Variants in APOL1 are associated with various forms of kidney disease, primarily in individuals of African ancestry and is protective against severe disease caused by infection with Trypanosoma brucei. The two major risk variants (haplotypes) are labelled G1 (defined by rs73885319, often in complete linkage disequilibrium with rs60910145 (T > G)) and G2 (a 6-bp indel, rs143830837). The risk genotype is the recessive state for the diplotype that includes two risk variants: that is, G1/G1, G1/G2, G2/G2.

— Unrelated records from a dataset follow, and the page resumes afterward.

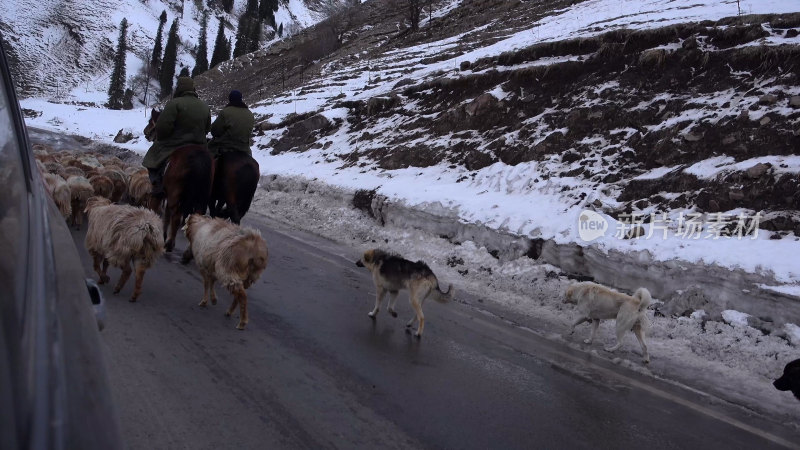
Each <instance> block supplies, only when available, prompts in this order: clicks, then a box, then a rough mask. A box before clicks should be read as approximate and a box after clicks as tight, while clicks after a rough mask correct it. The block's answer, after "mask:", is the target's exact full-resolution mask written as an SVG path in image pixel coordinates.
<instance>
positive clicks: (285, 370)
mask: <svg viewBox="0 0 800 450" xmlns="http://www.w3.org/2000/svg"><path fill="white" fill-rule="evenodd" d="M245 223H247V224H249V225H251V226H255V227H257V228H259V229H260V230H261V232H262V233H263V235H264V237H265V239H266V241H267V244H268V246H269V251H270V262H269V265H268V267H267V270H266V271H265V273H264V276H263V277H262V279H261V280H260V281H259V282H258V283H257V284H255V285H254V286H252V287H251V288H250V290H249V292H248V296H249V302H248V304H249V311H250V323H249V325H248V329H247V330H246V331H244V332H240V331H237V330H236V329H235V328H234V325H235V320H233V319H226V318H225V317H224V316H223V313H224V310H225V308H226V307H227V304H228V302H229V301H230V296H229V295H228V294H227V293H225V294H222V295H221V296H220V297H221V298H220V302H219V303H218V304H217V305H216V306H211V307H209V308H200V307H198V306H197V303H198V302H199V300H200V297H201V296H202V283H201V279H200V276H199V274H198V273H197V270H196V268H195V267H194V266H193V265H190V266H182V265H180V264H179V262H178V260H179V256H180V252H181V251H182V250H183V249H184V248H185V247H186V245H187V243H186V241H185V239H180V240H179V241H178V244H177V249H176V252H175V253H173V254H172V255H169V256H167V257H165V258H162V259H160V260H159V262H158V263H157V264H156V265H155V267H154V268H152V269H151V270H149V271H148V272H147V275H146V277H145V282H144V288H143V291H142V295H141V297H140V299H139V301H138V302H137V303H129V302H128V301H127V298H128V297H127V294H129V292H128V291H127V289H131V288H132V286H130V285H129V286H127V287H126V289H125V290H123V292H122V293H121V294H120V295H116V296H115V295H112V294H111V288H110V287H109V286H108V285H106V286H104V287H103V291H104V294H105V295H106V298H107V304H108V321H107V325H106V329H105V330H104V331H103V333H102V336H103V340H104V343H105V352H106V357H107V358H108V359H107V361H108V366H109V372H110V376H111V382H112V387H113V390H114V396H115V400H116V404H117V407H118V412H119V417H120V422H121V425H122V429H123V432H124V437H125V439H126V440H127V443H128V445H129V446H130V448H223V447H227V448H229V447H237V448H322V447H345V448H361V447H372V448H375V447H381V448H398V447H402V448H418V447H432V448H445V447H447V448H536V447H551V448H552V447H570V448H588V447H592V448H598V447H603V448H606V447H607V448H628V447H633V446H647V447H648V448H675V447H679V448H697V447H699V446H700V445H702V446H703V447H705V448H786V447H788V448H792V447H796V446H797V443H798V442H800V435H799V434H797V433H796V432H794V431H791V430H789V429H787V428H783V427H780V426H777V425H775V424H773V423H770V422H768V421H766V420H763V419H761V418H759V417H752V416H747V415H745V414H744V413H742V412H741V411H740V410H738V409H734V408H729V407H727V406H723V405H719V404H712V403H709V402H706V401H704V400H698V397H697V395H696V394H695V393H692V392H689V391H686V390H683V389H681V388H677V387H675V386H673V385H669V384H666V383H661V382H659V381H655V380H653V379H651V378H645V377H642V376H640V375H638V374H636V373H634V372H629V371H628V370H627V369H625V368H622V367H618V366H614V365H613V364H611V363H609V362H606V361H603V360H600V359H597V358H593V357H592V356H591V355H588V354H585V353H581V352H577V351H575V350H571V349H570V348H568V347H566V346H563V345H560V344H557V343H553V342H550V341H547V340H544V339H542V338H540V337H538V336H536V335H535V334H533V333H530V332H529V331H527V330H525V329H524V328H520V327H515V326H513V325H511V324H509V323H508V322H507V321H504V320H502V319H501V318H500V315H502V314H504V312H503V311H502V310H499V309H491V310H482V309H477V308H475V307H472V306H468V305H467V304H466V303H462V302H456V303H452V304H448V305H440V304H436V303H432V302H431V303H429V304H428V305H427V307H426V309H425V313H426V318H427V319H428V327H426V333H425V337H424V338H423V339H422V340H421V341H417V340H416V339H413V338H412V337H411V336H410V335H409V334H406V333H405V332H404V320H403V318H404V317H406V318H407V317H408V315H409V314H411V310H410V307H409V306H407V305H408V304H407V301H406V298H407V297H402V298H401V299H400V302H399V303H398V309H399V312H400V318H397V319H394V318H392V317H390V316H389V315H388V314H386V313H385V311H382V314H380V315H379V317H378V319H377V321H376V322H373V321H371V320H370V319H369V318H368V317H367V315H366V313H367V312H368V311H369V309H370V308H371V305H372V302H373V298H374V288H373V286H372V281H371V279H370V276H369V274H368V273H367V272H366V271H364V270H363V269H360V268H358V267H356V266H355V264H354V261H355V257H356V255H355V254H354V253H355V252H354V251H353V250H352V249H350V248H348V247H344V246H341V245H339V244H335V243H332V242H330V241H327V240H324V239H322V238H319V237H315V236H312V235H308V234H303V233H299V232H296V231H291V230H287V229H285V227H283V226H281V225H279V224H276V223H273V222H271V221H268V219H266V218H264V217H262V216H259V215H257V214H252V215H250V216H249V217H247V218H246V219H245ZM73 236H74V238H75V243H76V245H77V246H78V248H79V249H80V250H81V253H82V255H83V258H84V265H85V268H86V273H87V276H89V275H93V274H92V272H91V263H90V261H89V260H88V256H87V255H86V252H85V250H83V238H84V232H76V231H73ZM118 275H119V272H118V271H115V270H114V271H112V281H115V279H116V277H117V276H118ZM220 293H221V292H220ZM461 297H462V298H463V299H467V300H469V302H470V303H472V304H477V302H475V301H474V300H476V299H474V298H470V296H469V295H468V294H462V295H461ZM490 308H495V307H494V306H492V307H490Z"/></svg>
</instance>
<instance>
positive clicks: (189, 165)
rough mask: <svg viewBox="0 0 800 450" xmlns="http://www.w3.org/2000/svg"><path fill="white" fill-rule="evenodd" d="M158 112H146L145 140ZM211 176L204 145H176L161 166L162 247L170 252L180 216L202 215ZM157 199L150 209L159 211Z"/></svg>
mask: <svg viewBox="0 0 800 450" xmlns="http://www.w3.org/2000/svg"><path fill="white" fill-rule="evenodd" d="M160 113H161V112H160V111H157V110H155V109H153V110H152V112H151V114H150V122H149V123H148V124H147V127H145V129H144V134H145V137H146V138H147V140H149V141H155V140H156V133H155V123H156V121H157V120H158V116H159V114H160ZM213 179H214V163H213V161H212V158H211V153H210V152H209V151H208V148H207V147H206V146H205V145H199V144H189V145H183V146H181V147H178V148H176V149H175V150H174V151H173V152H172V154H171V155H170V157H169V159H168V160H167V167H166V168H165V169H164V178H163V183H164V193H165V194H166V206H165V207H164V213H163V215H162V218H163V220H164V239H165V243H164V249H165V250H166V251H168V252H169V251H172V249H173V248H174V247H175V236H176V235H177V234H178V228H180V225H181V221H182V219H185V218H186V217H187V216H189V215H190V214H194V213H198V214H205V212H206V208H207V207H208V204H209V199H210V197H211V183H212V180H213ZM157 203H158V200H156V201H154V202H151V208H152V209H154V210H155V211H159V210H160V207H159V206H160V205H158V204H157Z"/></svg>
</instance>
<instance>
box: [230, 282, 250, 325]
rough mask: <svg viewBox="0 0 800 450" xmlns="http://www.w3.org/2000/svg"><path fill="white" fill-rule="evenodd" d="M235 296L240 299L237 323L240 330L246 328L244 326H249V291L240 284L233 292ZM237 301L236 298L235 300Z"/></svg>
mask: <svg viewBox="0 0 800 450" xmlns="http://www.w3.org/2000/svg"><path fill="white" fill-rule="evenodd" d="M233 297H234V298H238V299H239V324H238V325H236V328H237V329H239V330H244V327H246V326H247V322H248V320H247V292H246V291H245V290H244V288H243V287H241V286H239V287H238V288H236V290H235V291H234V293H233ZM234 301H235V300H234Z"/></svg>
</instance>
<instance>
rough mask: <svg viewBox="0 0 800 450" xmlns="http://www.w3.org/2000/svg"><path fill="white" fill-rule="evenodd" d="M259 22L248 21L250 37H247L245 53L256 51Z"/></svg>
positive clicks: (260, 36)
mask: <svg viewBox="0 0 800 450" xmlns="http://www.w3.org/2000/svg"><path fill="white" fill-rule="evenodd" d="M261 28H262V26H261V21H260V20H256V19H250V30H249V31H250V35H249V36H248V37H247V53H250V52H254V51H256V50H258V42H259V40H260V39H261Z"/></svg>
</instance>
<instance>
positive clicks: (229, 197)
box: [208, 151, 261, 225]
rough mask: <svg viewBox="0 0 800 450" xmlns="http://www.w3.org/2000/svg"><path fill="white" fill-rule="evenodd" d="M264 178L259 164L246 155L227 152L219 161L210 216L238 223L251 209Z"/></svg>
mask: <svg viewBox="0 0 800 450" xmlns="http://www.w3.org/2000/svg"><path fill="white" fill-rule="evenodd" d="M260 176H261V172H260V171H259V167H258V162H257V161H256V160H255V159H253V157H252V156H250V155H248V154H247V153H244V152H237V151H234V152H225V153H223V154H222V155H220V156H219V158H217V160H216V166H215V169H214V185H213V188H212V190H211V202H210V203H209V204H208V206H209V210H210V211H211V217H222V218H223V219H230V220H231V222H233V223H235V224H237V225H238V224H239V223H240V222H241V221H242V217H244V215H245V214H246V213H247V211H248V210H249V209H250V203H251V202H252V201H253V195H254V194H255V192H256V188H257V187H258V180H259V177H260Z"/></svg>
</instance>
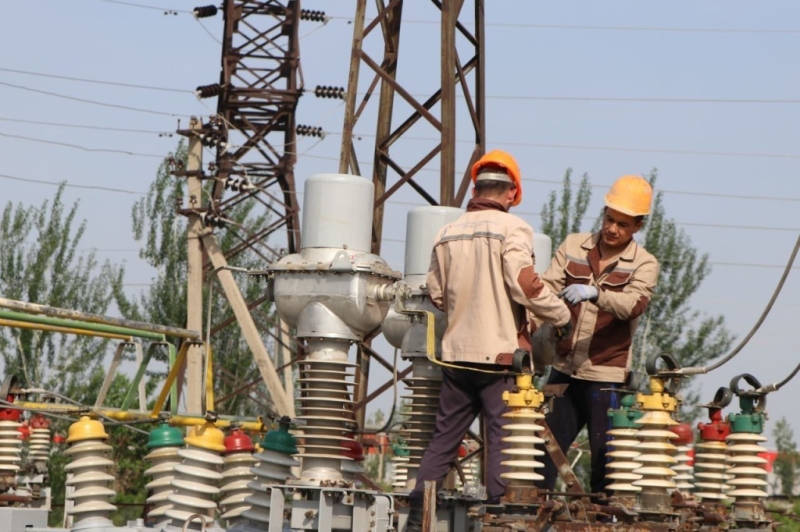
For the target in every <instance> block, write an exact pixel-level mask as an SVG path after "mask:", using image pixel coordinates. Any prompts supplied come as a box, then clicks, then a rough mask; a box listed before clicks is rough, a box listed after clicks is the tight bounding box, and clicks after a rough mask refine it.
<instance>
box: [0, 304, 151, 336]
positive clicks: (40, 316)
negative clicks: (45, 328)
mask: <svg viewBox="0 0 800 532" xmlns="http://www.w3.org/2000/svg"><path fill="white" fill-rule="evenodd" d="M0 318H6V319H10V320H16V321H22V322H26V323H38V324H40V325H54V326H56V327H69V328H72V329H79V330H84V331H95V332H103V333H111V334H119V335H125V336H132V337H134V338H147V339H148V340H158V341H162V342H163V341H164V335H163V334H159V333H154V332H149V331H141V330H138V329H131V328H128V327H117V326H115V325H104V324H101V323H89V322H86V321H80V320H66V319H62V318H51V317H48V316H38V315H35V314H26V313H24V312H15V311H13V310H4V309H0Z"/></svg>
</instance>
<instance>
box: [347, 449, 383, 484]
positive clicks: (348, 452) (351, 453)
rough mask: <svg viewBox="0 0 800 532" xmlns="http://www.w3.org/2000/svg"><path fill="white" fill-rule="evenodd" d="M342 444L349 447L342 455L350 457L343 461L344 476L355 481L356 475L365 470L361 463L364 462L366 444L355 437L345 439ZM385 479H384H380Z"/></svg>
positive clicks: (363, 462)
mask: <svg viewBox="0 0 800 532" xmlns="http://www.w3.org/2000/svg"><path fill="white" fill-rule="evenodd" d="M342 445H344V447H346V448H347V450H346V451H344V452H343V453H342V456H344V457H345V458H349V459H350V460H345V461H343V462H342V478H343V479H344V480H346V481H347V482H355V481H356V475H359V474H361V473H363V472H364V468H363V467H361V464H362V463H364V458H365V457H364V446H363V445H361V443H360V442H358V441H357V440H355V439H352V438H351V439H350V440H345V441H344V442H343V443H342ZM379 480H381V481H383V479H379Z"/></svg>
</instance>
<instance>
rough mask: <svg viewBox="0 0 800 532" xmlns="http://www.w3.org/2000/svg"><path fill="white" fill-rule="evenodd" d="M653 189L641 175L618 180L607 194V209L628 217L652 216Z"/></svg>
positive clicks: (606, 197) (625, 177)
mask: <svg viewBox="0 0 800 532" xmlns="http://www.w3.org/2000/svg"><path fill="white" fill-rule="evenodd" d="M652 201H653V187H651V186H650V183H648V182H647V180H646V179H645V178H643V177H642V176H639V175H624V176H622V177H620V178H619V179H617V181H616V182H615V183H614V184H613V185H612V186H611V190H609V191H608V194H606V207H609V208H611V209H614V210H615V211H619V212H621V213H622V214H627V215H628V216H645V215H648V214H650V203H651V202H652Z"/></svg>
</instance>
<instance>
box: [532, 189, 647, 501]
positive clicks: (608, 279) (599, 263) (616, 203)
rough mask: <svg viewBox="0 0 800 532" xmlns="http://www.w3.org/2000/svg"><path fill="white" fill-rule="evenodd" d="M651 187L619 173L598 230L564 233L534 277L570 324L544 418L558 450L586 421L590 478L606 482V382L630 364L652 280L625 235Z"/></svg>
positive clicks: (559, 356)
mask: <svg viewBox="0 0 800 532" xmlns="http://www.w3.org/2000/svg"><path fill="white" fill-rule="evenodd" d="M652 199H653V189H652V187H651V186H650V183H648V182H647V180H645V179H644V178H643V177H641V176H637V175H626V176H623V177H621V178H619V179H618V180H617V181H616V182H615V183H614V185H613V186H612V187H611V190H610V191H609V192H608V194H606V197H605V203H606V206H605V209H604V211H603V223H602V227H601V229H600V231H599V232H597V233H594V234H590V233H578V234H572V235H569V236H567V238H566V240H565V241H564V243H563V244H561V246H559V248H558V250H557V251H556V254H555V257H554V258H553V261H552V262H551V263H550V267H549V268H548V269H547V271H546V272H545V273H544V275H543V276H542V280H543V281H544V283H545V285H547V286H548V287H549V288H550V289H551V290H552V291H554V292H557V293H558V294H559V296H561V297H563V298H564V300H565V301H566V302H567V303H569V305H570V312H571V314H572V320H573V325H574V329H573V332H572V335H571V337H570V338H567V339H564V340H562V341H560V342H558V344H557V345H556V356H555V360H554V362H553V367H552V369H551V371H550V376H549V378H548V384H567V385H568V387H567V389H566V391H565V392H564V394H563V395H562V396H561V397H557V398H555V399H554V401H553V405H552V409H551V411H550V413H549V414H548V415H547V418H546V421H547V424H548V426H549V427H550V430H552V432H553V435H554V436H555V439H556V441H558V444H559V446H560V447H561V449H562V450H563V451H564V452H565V453H566V452H567V449H568V448H569V446H570V445H571V444H572V442H573V441H574V440H575V438H576V437H577V436H578V433H579V432H580V431H581V430H582V429H583V428H584V427H587V430H588V433H589V448H590V451H591V464H592V473H591V481H590V483H591V485H590V489H591V491H592V492H593V493H600V492H602V491H603V490H604V488H605V486H606V485H607V482H606V479H605V475H606V467H605V466H606V431H607V430H608V409H609V408H617V407H618V406H619V405H618V404H615V402H616V401H617V400H618V397H617V396H618V394H617V393H616V392H613V391H611V390H613V389H614V388H616V387H618V386H619V385H620V384H621V383H624V382H625V379H626V377H627V374H628V372H629V370H630V367H631V343H632V341H633V335H634V332H635V331H636V326H637V324H638V321H639V317H640V316H641V315H642V314H644V312H645V310H646V309H647V305H648V303H649V302H650V298H651V297H652V296H653V289H654V288H655V286H656V281H657V279H658V270H659V267H658V261H657V260H656V259H655V257H653V256H652V255H651V254H650V253H648V252H647V251H645V249H644V248H643V247H642V246H640V245H639V244H637V243H636V241H635V240H633V235H635V234H636V233H637V232H638V231H639V230H640V229H641V228H642V224H643V223H644V217H645V216H646V215H648V214H650V205H651V203H652ZM543 462H544V465H545V467H544V471H543V474H544V480H543V481H542V482H541V483H540V487H542V488H545V489H553V487H554V485H555V481H556V477H557V474H558V473H557V470H556V467H555V465H554V464H553V461H552V460H551V459H550V457H549V456H548V455H545V456H544V457H543Z"/></svg>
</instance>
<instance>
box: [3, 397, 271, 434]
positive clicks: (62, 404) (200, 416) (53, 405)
mask: <svg viewBox="0 0 800 532" xmlns="http://www.w3.org/2000/svg"><path fill="white" fill-rule="evenodd" d="M14 406H16V407H19V408H22V409H25V410H33V411H38V412H51V413H64V414H77V413H78V412H84V411H86V410H87V408H85V407H83V406H80V405H69V404H61V403H32V402H27V401H15V402H14ZM90 410H91V412H93V413H95V414H97V415H98V416H104V417H107V418H110V419H113V420H114V421H121V422H123V423H124V422H129V421H147V420H152V421H153V422H155V421H158V415H157V414H153V413H152V412H142V411H140V410H124V411H123V410H117V409H113V408H93V409H90ZM233 421H234V420H232V419H217V421H216V422H215V423H214V425H215V426H216V427H217V428H221V429H222V428H227V427H229V426H230V425H231V423H232V422H233ZM236 421H239V422H240V423H241V425H242V428H243V429H245V430H250V431H255V432H264V431H266V430H267V428H268V427H267V426H266V425H265V424H264V422H263V420H261V419H260V418H258V419H256V420H255V421H247V420H240V419H236ZM205 423H206V420H205V419H204V418H203V417H201V416H183V415H176V416H172V417H171V418H169V424H170V425H173V426H178V427H193V426H195V425H203V424H205Z"/></svg>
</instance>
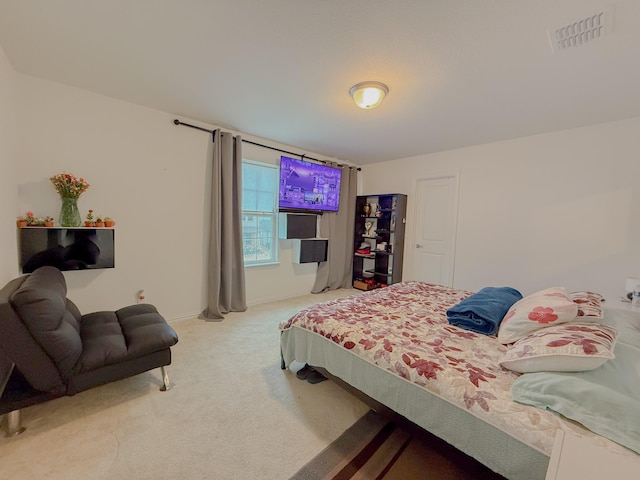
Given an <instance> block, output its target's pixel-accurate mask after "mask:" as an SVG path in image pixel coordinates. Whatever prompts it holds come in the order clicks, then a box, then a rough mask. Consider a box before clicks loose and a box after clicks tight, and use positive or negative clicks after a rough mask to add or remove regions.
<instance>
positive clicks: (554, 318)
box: [528, 307, 558, 323]
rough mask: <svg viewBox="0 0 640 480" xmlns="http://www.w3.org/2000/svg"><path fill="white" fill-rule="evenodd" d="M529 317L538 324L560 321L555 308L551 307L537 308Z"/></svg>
mask: <svg viewBox="0 0 640 480" xmlns="http://www.w3.org/2000/svg"><path fill="white" fill-rule="evenodd" d="M528 317H529V320H531V321H532V322H538V323H552V322H555V321H556V320H557V319H558V316H557V315H556V314H555V313H553V308H551V307H535V308H534V309H533V310H532V311H531V312H529V315H528Z"/></svg>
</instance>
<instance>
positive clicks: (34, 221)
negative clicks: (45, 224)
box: [26, 212, 36, 226]
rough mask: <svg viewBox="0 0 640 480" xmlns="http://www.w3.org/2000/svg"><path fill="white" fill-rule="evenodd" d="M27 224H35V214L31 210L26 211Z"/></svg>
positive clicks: (34, 224) (30, 224) (35, 218)
mask: <svg viewBox="0 0 640 480" xmlns="http://www.w3.org/2000/svg"><path fill="white" fill-rule="evenodd" d="M26 218H27V225H29V226H32V225H36V216H35V215H34V214H33V212H27V217H26Z"/></svg>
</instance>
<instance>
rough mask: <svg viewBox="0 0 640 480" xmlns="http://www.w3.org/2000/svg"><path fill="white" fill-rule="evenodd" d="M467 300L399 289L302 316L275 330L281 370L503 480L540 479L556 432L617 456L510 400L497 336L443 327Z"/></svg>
mask: <svg viewBox="0 0 640 480" xmlns="http://www.w3.org/2000/svg"><path fill="white" fill-rule="evenodd" d="M469 295H471V292H467V291H461V290H454V289H450V288H447V287H443V286H439V285H433V284H428V283H423V282H403V283H399V284H394V285H391V286H389V287H387V288H385V289H379V290H373V291H369V292H364V293H360V294H356V295H353V296H350V297H345V298H341V299H337V300H333V301H329V302H325V303H322V304H318V305H314V306H312V307H309V308H307V309H304V310H302V311H300V312H298V313H297V314H296V315H294V316H293V317H292V318H290V319H288V320H287V321H285V322H282V323H281V325H280V329H281V350H282V356H283V361H284V364H285V365H289V364H290V363H291V362H292V361H299V362H304V363H308V364H310V365H314V366H318V367H322V368H325V369H326V370H327V371H328V372H330V373H331V374H332V375H335V376H337V377H339V378H340V379H342V380H343V381H345V382H347V383H348V384H350V385H352V386H353V387H355V388H357V389H358V390H360V391H362V392H363V393H365V394H366V395H368V396H370V397H371V398H373V399H375V400H377V401H379V402H381V403H382V404H384V405H386V406H387V407H389V408H391V409H392V410H394V411H396V412H398V413H399V414H401V415H403V416H405V417H406V418H408V419H409V420H411V421H413V422H414V423H416V424H418V425H420V426H421V427H423V428H425V429H426V430H428V431H430V432H431V433H433V434H435V435H437V436H438V437H440V438H442V439H443V440H445V441H447V442H448V443H450V444H452V445H453V446H455V447H456V448H458V449H459V450H461V451H463V452H465V453H467V454H468V455H470V456H472V457H474V458H476V459H477V460H479V461H480V462H482V463H483V464H485V465H487V466H488V467H489V468H491V469H492V470H494V471H496V472H498V473H500V474H502V475H504V476H505V477H507V478H510V479H527V480H531V479H535V478H544V477H545V472H546V470H547V465H548V462H549V456H550V455H551V451H552V448H553V442H554V438H555V435H556V431H557V430H558V429H562V430H565V431H571V432H572V433H574V434H576V435H578V436H583V437H590V438H591V439H592V440H593V441H594V442H597V443H599V444H601V445H603V446H605V447H606V448H608V449H614V450H615V449H622V447H619V446H618V445H617V444H615V443H613V442H611V441H609V440H607V439H605V438H603V437H599V436H597V435H595V434H593V433H592V432H590V431H588V430H586V429H585V428H583V427H582V426H580V425H579V424H577V423H574V422H570V421H567V420H566V419H563V418H561V417H559V416H558V415H555V414H553V413H552V412H549V411H545V410H541V409H537V408H534V407H531V406H528V405H523V404H519V403H516V402H514V401H512V399H511V385H512V384H513V382H514V381H515V379H516V378H517V377H518V375H519V374H517V373H515V372H512V371H510V370H506V369H504V368H502V367H501V366H500V365H499V363H498V362H499V359H500V357H501V356H502V354H503V353H504V352H505V348H506V347H505V346H504V345H502V344H500V343H499V342H498V341H497V340H496V338H495V337H492V336H486V335H481V334H477V333H474V332H470V331H468V330H463V329H460V328H458V327H454V326H452V325H449V324H448V322H447V318H446V310H447V309H448V308H449V307H451V306H453V305H455V304H457V303H459V302H460V301H461V300H463V299H464V298H466V297H468V296H469Z"/></svg>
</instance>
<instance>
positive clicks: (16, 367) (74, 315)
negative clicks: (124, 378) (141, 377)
mask: <svg viewBox="0 0 640 480" xmlns="http://www.w3.org/2000/svg"><path fill="white" fill-rule="evenodd" d="M66 295H67V286H66V282H65V280H64V276H63V275H62V273H61V272H60V271H59V270H58V269H56V268H54V267H41V268H38V269H37V270H35V271H34V272H33V273H31V274H29V275H23V276H21V277H19V278H16V279H14V280H12V281H10V282H9V283H8V284H7V285H5V287H4V288H2V290H0V366H2V368H0V370H1V371H4V372H5V375H7V377H8V380H7V379H5V380H6V381H5V382H3V380H2V379H1V378H0V384H2V383H6V386H5V388H4V392H1V389H0V393H1V396H0V415H2V414H5V413H6V414H7V434H8V435H12V434H17V433H20V432H21V431H22V430H23V428H22V427H21V419H20V409H21V408H24V407H27V406H30V405H34V404H37V403H41V402H44V401H47V400H51V399H53V398H56V397H61V396H64V395H74V394H76V393H78V392H82V391H83V390H87V389H90V388H93V387H97V386H99V385H103V384H106V383H109V382H113V381H115V380H120V379H123V378H126V377H130V376H133V375H137V374H139V373H142V372H145V371H147V370H151V369H153V368H157V367H161V368H162V380H163V387H162V388H161V390H166V389H167V388H168V387H169V379H168V377H167V373H166V369H165V368H164V367H165V366H166V365H169V364H170V363H171V350H170V347H172V346H173V345H175V344H176V343H177V341H178V336H177V335H176V332H175V331H174V330H173V328H171V327H170V326H169V325H168V324H167V322H166V321H165V319H164V318H163V317H162V316H161V315H160V314H159V313H158V311H157V310H156V308H155V307H154V306H153V305H149V304H137V305H131V306H128V307H124V308H121V309H119V310H116V311H105V312H95V313H89V314H86V315H82V314H81V313H80V311H79V310H78V308H77V307H76V306H75V304H74V303H73V302H72V301H71V300H69V299H68V298H67V297H66ZM0 373H1V372H0Z"/></svg>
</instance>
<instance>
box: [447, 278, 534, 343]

G6PD deficiency is an X-linked red cell enzymopathy that increases the risk of haemolysis in affected individuals. It is an important risk factor for neonatal jaundice and drug-related haemolysis. Male individuals have the disorder if they carry a G6PD mutation on their X chromosome (that is, hemizygous), whereas most affected female individuals carry mutations on both X chromosomes (homozygous). Although there are over 180 known mutations in the gene, including several deleterious mutations, most of these mutations are rare or have a low frequency. The current analysis focused on the common variants definitively associated with G6PD deficiency in sub-Saharan Africa, namely, the 202A/376G G6PD A allele (that is, the G6PD A-deficiency states associated with either rs1050828 (c.202G>A) or rs1050829 (c.376A>G). We also examined a set of 11 G6PD variants recently shown to be associated with protection from severe malaria34.

The rs2395029 SNP in HLA-B*5701 mediates an adverse allergic response to HIV therapy with abacavir and is found in up to 5% of individuals of European ancestry.

For each of the vignette variants, overall African frequencies and frequencies by country or ethnolinguistic grouping were estimated.

Reporting summary

Further information on research design is available in the Nature Research Reporting Summary linked to this paper.